Officer Graves testified that the protestations of a church always have an impact on the decision to grant or deny a petition, and that he personally notified the reverend of the church in question of the pending hearing. We do not condone these statements and activities. Nevertheless, it is beyond dispute that Taylor's store premises is situated within 200 feet of a church, based on a method of measurement we hold to be proper according to the law. Therefore, any further consideration of protests by church members are irrelevant. Once this factual determination is made, the matter becomes a question of law.

Any claim that Taylor was denied due process from an impartial decision maker is also without merit. There was no room for discretion. There is no evidence which suggests that the church in any way influenced a board member to make an erroneous factual measurement. Once it was correctly determined that the Taylor store premises was within 200 feet of a church, its application was required to be denied as a matter of law.

Judgment affirmed.

ROBERTSON, P.J., and RATLIFF, J., concur.

NOTES

[1] We are not called upon to decide whether this code section allows the commission to prescribe procedure via a memo, as here, or whether it requires formal promulgation of a rule or regulation.

[2] This definition is not meant to be exclusive or confined to a building structure.

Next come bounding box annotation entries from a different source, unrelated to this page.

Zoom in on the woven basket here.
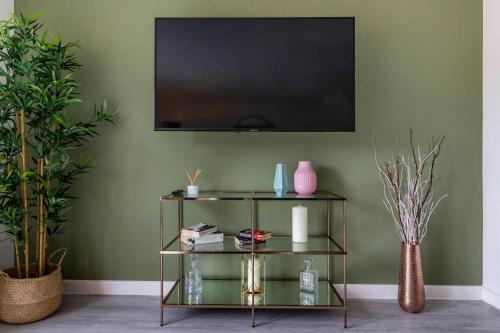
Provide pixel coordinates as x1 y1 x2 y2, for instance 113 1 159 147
0 249 67 324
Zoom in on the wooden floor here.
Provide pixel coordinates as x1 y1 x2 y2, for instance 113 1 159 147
0 295 500 333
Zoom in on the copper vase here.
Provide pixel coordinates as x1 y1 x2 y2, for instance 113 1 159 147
398 244 425 312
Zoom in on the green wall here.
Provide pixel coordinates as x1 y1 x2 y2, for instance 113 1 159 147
15 0 482 285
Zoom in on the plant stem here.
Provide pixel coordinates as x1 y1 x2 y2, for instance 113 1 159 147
14 242 22 279
36 159 45 276
17 109 30 278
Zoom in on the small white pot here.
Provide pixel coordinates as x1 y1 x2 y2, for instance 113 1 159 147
187 185 198 196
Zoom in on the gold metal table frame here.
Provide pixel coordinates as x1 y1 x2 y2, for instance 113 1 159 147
160 191 347 328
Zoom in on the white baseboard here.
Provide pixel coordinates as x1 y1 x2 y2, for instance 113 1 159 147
64 280 480 300
482 287 500 309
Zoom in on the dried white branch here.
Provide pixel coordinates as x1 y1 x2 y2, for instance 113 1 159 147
375 130 447 245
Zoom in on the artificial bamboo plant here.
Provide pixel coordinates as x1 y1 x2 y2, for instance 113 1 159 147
0 14 113 278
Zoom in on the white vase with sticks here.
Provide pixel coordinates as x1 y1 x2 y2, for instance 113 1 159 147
186 168 201 196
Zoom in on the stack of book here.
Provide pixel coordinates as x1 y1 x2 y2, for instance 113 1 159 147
181 223 224 245
234 229 271 247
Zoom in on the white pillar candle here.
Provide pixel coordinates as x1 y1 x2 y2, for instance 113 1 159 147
292 205 307 243
247 258 260 293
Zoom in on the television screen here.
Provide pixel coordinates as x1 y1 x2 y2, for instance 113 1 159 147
155 18 354 132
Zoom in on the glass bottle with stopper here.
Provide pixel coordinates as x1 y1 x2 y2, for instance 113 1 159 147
299 257 318 292
184 254 203 295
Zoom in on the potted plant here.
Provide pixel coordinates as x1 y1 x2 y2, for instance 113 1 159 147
375 129 446 312
0 14 113 323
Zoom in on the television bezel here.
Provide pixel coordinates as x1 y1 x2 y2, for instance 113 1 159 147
153 16 356 133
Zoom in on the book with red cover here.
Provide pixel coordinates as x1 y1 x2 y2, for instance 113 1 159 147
239 229 271 241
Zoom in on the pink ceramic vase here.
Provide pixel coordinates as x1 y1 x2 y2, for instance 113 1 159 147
293 161 316 195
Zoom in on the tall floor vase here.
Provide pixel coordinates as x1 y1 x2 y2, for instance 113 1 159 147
398 244 425 313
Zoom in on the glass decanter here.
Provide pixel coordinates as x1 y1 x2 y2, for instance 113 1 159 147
184 254 203 295
299 257 318 293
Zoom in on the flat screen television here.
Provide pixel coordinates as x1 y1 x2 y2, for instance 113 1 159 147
155 17 355 132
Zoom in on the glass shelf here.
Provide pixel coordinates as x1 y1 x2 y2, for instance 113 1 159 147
162 280 344 309
160 191 347 201
160 236 346 255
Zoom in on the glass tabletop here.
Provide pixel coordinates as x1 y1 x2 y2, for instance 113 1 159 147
161 236 345 255
161 191 347 201
163 280 343 308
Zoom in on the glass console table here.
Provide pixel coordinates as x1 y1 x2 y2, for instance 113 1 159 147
160 191 347 328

IND. CODE 7.X-X-XX-XX itself does not require measurement to be taken from a school or church "building." We need not decide the definition of a "school" for purposes of this opinion, but we note that a school's educational needs often extend beyond its building structure to portions of the land, for physical education or sports complexes on which it is situated. Likewise, a "church" has been described not only as a building used for worship, but also to any "body of Christians." Wheaton, supra at 46, 76 N.E.2d at 601. Therefore, proper regular functioning of a church could also, under appropriate circumstances, extend beyond its building structure. Based on the facts before us on review, we need only hold that the administrative decision here was not an abuse of discretion.